いや、本当は助けるなんて言葉には到底足りない。業者が「これ、新商品なんでよかったら」と試飲用にと置いていったペットボトルをそのまま渡してやっただけだから、承は一円だって払っていない。にも関わらず、元総理の酷い秘密を受け取ってしまったのである。
言うまでもなく、承にとっても意味のある情報ではない。中寉が言うように換金出来ればいいのかも知れないが、どう考えたってそれはリスキーである。鼻の穴に東京湾の生臭い水が詰まったような感覚に承は陥った。
「実は、今日ここへ来たのはお礼をしたかったのだけではないのです」
承は目の前の、二十歳という自称に偽りがなければ約十歳年下の男に翻弄されている不愉快さに、また炭酸水のボトルを開ける。

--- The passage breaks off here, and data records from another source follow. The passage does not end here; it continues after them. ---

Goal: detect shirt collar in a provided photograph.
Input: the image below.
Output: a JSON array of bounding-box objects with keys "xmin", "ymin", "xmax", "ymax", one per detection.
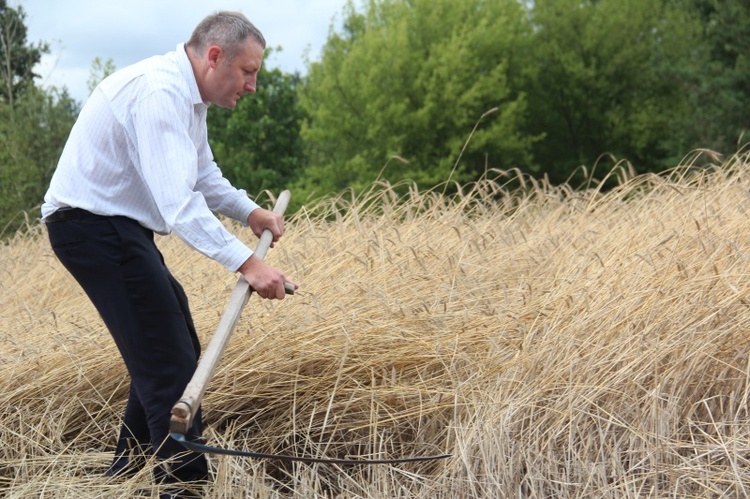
[{"xmin": 176, "ymin": 43, "xmax": 206, "ymax": 106}]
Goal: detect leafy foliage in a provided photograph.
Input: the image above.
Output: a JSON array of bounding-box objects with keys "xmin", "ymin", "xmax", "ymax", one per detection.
[
  {"xmin": 0, "ymin": 86, "xmax": 79, "ymax": 234},
  {"xmin": 0, "ymin": 0, "xmax": 49, "ymax": 106},
  {"xmin": 300, "ymin": 0, "xmax": 535, "ymax": 199},
  {"xmin": 208, "ymin": 61, "xmax": 304, "ymax": 203}
]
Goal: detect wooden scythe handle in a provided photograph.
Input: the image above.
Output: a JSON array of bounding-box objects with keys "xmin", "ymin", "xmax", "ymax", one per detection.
[{"xmin": 169, "ymin": 190, "xmax": 294, "ymax": 435}]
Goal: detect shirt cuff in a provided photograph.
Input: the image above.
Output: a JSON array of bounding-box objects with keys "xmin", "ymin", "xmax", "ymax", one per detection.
[{"xmin": 214, "ymin": 239, "xmax": 253, "ymax": 272}]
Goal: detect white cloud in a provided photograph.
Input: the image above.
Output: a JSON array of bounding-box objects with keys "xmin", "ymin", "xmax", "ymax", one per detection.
[{"xmin": 16, "ymin": 0, "xmax": 346, "ymax": 102}]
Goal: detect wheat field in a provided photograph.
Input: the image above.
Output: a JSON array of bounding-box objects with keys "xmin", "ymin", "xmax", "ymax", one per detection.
[{"xmin": 0, "ymin": 154, "xmax": 750, "ymax": 498}]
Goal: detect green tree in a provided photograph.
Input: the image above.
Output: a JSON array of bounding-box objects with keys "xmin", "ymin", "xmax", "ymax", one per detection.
[
  {"xmin": 207, "ymin": 58, "xmax": 304, "ymax": 195},
  {"xmin": 300, "ymin": 0, "xmax": 534, "ymax": 198},
  {"xmin": 0, "ymin": 0, "xmax": 49, "ymax": 109},
  {"xmin": 86, "ymin": 56, "xmax": 117, "ymax": 94},
  {"xmin": 0, "ymin": 0, "xmax": 78, "ymax": 235},
  {"xmin": 525, "ymin": 0, "xmax": 699, "ymax": 181},
  {"xmin": 0, "ymin": 86, "xmax": 79, "ymax": 234}
]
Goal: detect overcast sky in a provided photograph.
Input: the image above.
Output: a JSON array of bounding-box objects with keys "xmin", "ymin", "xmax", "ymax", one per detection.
[{"xmin": 19, "ymin": 0, "xmax": 350, "ymax": 103}]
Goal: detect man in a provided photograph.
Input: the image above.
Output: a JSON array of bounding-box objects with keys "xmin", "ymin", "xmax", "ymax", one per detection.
[{"xmin": 42, "ymin": 12, "xmax": 296, "ymax": 496}]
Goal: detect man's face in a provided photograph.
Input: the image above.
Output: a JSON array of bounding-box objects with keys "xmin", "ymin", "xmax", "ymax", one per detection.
[{"xmin": 204, "ymin": 37, "xmax": 263, "ymax": 109}]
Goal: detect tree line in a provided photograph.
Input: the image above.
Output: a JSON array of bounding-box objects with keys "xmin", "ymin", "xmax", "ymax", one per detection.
[{"xmin": 0, "ymin": 0, "xmax": 750, "ymax": 232}]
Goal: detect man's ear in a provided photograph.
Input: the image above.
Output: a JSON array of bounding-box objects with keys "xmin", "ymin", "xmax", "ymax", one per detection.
[{"xmin": 206, "ymin": 45, "xmax": 224, "ymax": 69}]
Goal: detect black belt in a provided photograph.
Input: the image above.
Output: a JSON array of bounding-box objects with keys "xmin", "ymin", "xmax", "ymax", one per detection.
[{"xmin": 44, "ymin": 208, "xmax": 101, "ymax": 223}]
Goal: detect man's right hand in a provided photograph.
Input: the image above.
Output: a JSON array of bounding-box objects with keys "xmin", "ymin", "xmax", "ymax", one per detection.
[{"xmin": 237, "ymin": 255, "xmax": 299, "ymax": 300}]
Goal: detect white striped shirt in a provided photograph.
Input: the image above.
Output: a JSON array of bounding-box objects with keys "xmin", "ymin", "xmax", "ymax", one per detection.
[{"xmin": 42, "ymin": 44, "xmax": 258, "ymax": 271}]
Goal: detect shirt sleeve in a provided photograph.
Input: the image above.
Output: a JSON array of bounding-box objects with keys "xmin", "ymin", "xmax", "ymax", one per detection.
[
  {"xmin": 131, "ymin": 90, "xmax": 252, "ymax": 271},
  {"xmin": 195, "ymin": 127, "xmax": 259, "ymax": 226}
]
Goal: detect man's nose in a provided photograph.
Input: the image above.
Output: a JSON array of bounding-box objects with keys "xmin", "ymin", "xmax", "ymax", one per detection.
[{"xmin": 245, "ymin": 77, "xmax": 256, "ymax": 94}]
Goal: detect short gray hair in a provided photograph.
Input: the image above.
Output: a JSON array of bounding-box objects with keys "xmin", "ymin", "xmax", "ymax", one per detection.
[{"xmin": 187, "ymin": 12, "xmax": 266, "ymax": 61}]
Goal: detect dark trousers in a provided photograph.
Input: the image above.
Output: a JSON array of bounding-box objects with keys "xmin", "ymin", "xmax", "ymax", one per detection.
[{"xmin": 47, "ymin": 210, "xmax": 208, "ymax": 483}]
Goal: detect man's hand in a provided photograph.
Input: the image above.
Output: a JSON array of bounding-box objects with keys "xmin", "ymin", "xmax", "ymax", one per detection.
[
  {"xmin": 247, "ymin": 208, "xmax": 284, "ymax": 248},
  {"xmin": 237, "ymin": 255, "xmax": 299, "ymax": 300}
]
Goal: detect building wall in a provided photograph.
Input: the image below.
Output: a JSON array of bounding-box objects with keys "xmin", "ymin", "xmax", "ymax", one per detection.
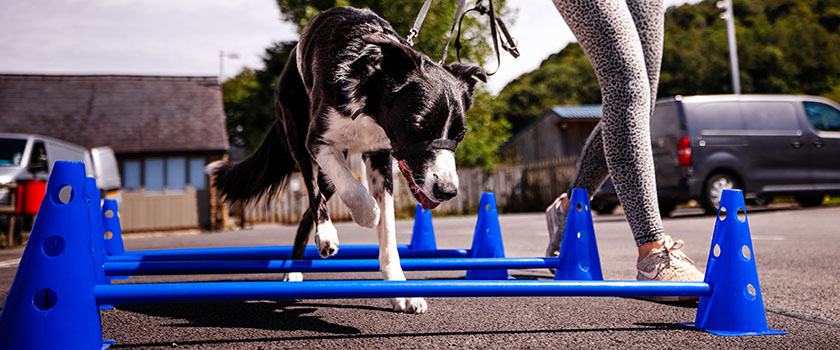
[
  {"xmin": 117, "ymin": 152, "xmax": 223, "ymax": 232},
  {"xmin": 500, "ymin": 114, "xmax": 598, "ymax": 164}
]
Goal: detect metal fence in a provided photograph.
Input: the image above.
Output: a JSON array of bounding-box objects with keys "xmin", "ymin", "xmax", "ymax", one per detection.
[{"xmin": 241, "ymin": 157, "xmax": 577, "ymax": 224}]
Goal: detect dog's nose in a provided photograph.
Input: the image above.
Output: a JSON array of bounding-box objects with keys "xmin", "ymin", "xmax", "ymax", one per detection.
[{"xmin": 432, "ymin": 182, "xmax": 458, "ymax": 201}]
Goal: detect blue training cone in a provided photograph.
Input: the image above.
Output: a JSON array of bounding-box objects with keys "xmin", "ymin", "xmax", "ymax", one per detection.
[
  {"xmin": 85, "ymin": 177, "xmax": 114, "ymax": 310},
  {"xmin": 684, "ymin": 190, "xmax": 787, "ymax": 336},
  {"xmin": 554, "ymin": 188, "xmax": 604, "ymax": 280},
  {"xmin": 102, "ymin": 199, "xmax": 125, "ymax": 255},
  {"xmin": 102, "ymin": 199, "xmax": 131, "ymax": 280},
  {"xmin": 0, "ymin": 161, "xmax": 103, "ymax": 349},
  {"xmin": 465, "ymin": 192, "xmax": 511, "ymax": 280},
  {"xmin": 408, "ymin": 204, "xmax": 437, "ymax": 250}
]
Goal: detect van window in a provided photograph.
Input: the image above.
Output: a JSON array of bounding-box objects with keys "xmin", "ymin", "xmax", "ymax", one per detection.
[
  {"xmin": 29, "ymin": 141, "xmax": 49, "ymax": 173},
  {"xmin": 689, "ymin": 102, "xmax": 744, "ymax": 134},
  {"xmin": 0, "ymin": 139, "xmax": 26, "ymax": 166},
  {"xmin": 803, "ymin": 102, "xmax": 840, "ymax": 131},
  {"xmin": 143, "ymin": 158, "xmax": 163, "ymax": 192},
  {"xmin": 123, "ymin": 160, "xmax": 140, "ymax": 191},
  {"xmin": 650, "ymin": 103, "xmax": 680, "ymax": 142},
  {"xmin": 741, "ymin": 102, "xmax": 799, "ymax": 131}
]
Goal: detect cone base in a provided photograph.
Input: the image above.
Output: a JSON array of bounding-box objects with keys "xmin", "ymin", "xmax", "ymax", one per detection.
[{"xmin": 677, "ymin": 322, "xmax": 787, "ymax": 337}]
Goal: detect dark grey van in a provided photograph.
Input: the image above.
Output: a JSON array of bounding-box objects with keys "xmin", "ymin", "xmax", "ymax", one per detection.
[{"xmin": 651, "ymin": 95, "xmax": 840, "ymax": 215}]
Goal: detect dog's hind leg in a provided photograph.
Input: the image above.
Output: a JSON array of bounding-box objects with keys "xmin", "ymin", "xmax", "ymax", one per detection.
[
  {"xmin": 274, "ymin": 50, "xmax": 338, "ymax": 258},
  {"xmin": 283, "ymin": 173, "xmax": 334, "ymax": 282},
  {"xmin": 363, "ymin": 151, "xmax": 428, "ymax": 314}
]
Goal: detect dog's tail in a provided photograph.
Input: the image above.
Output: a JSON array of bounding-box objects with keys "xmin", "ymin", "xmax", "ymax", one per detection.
[{"xmin": 204, "ymin": 122, "xmax": 295, "ymax": 203}]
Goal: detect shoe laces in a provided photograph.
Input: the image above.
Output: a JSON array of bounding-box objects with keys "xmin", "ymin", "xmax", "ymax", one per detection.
[{"xmin": 660, "ymin": 237, "xmax": 694, "ymax": 270}]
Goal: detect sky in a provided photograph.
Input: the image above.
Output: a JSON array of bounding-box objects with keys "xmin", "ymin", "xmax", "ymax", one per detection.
[{"xmin": 0, "ymin": 0, "xmax": 699, "ymax": 93}]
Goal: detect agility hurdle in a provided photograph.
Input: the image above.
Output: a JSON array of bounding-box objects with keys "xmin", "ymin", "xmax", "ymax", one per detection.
[
  {"xmin": 102, "ymin": 200, "xmax": 472, "ymax": 262},
  {"xmin": 0, "ymin": 162, "xmax": 784, "ymax": 349}
]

「先ほど申し上げました通り、畑村先生はもうすぐ亡くなられます。具体的に申し上げるならば、まだ報道されてはおりませんが、先週から才知会病院に入院されました。一昨日から意識が戻りません。ですので」
笑いながら人の死ぬ話をする中寉の白い肌の内側に、どんな色の血が流れているのか、承は図りかねた。とても呪わしいものが目の前に座っている感覚だった。
「僕をここで雇っていただけませんでしょうか」
炭酸水のキャップが承の指の隙間から転がり落ちた。訊き返すよりも先に拾い上げたら、「謝礼」と書かれた封筒の中から中寉が、紙幣ではないものを取り出しているところだった。
三折りにされた白い紙だ。
「改めまして、中寉了と申します。お話しました通り接客業をしておりましたが、働いていた『お店』が潰れてしまうこととなりましたので、こちらのお世話になることが出来ましたら有り難く思います」
差し出されたその紙を、いつまでも承が受け取らなかったからだろう、中寉が自ら広げた。
履歴書であった。
「料理は得意です」
訊いてもいないのに、中寉は言った。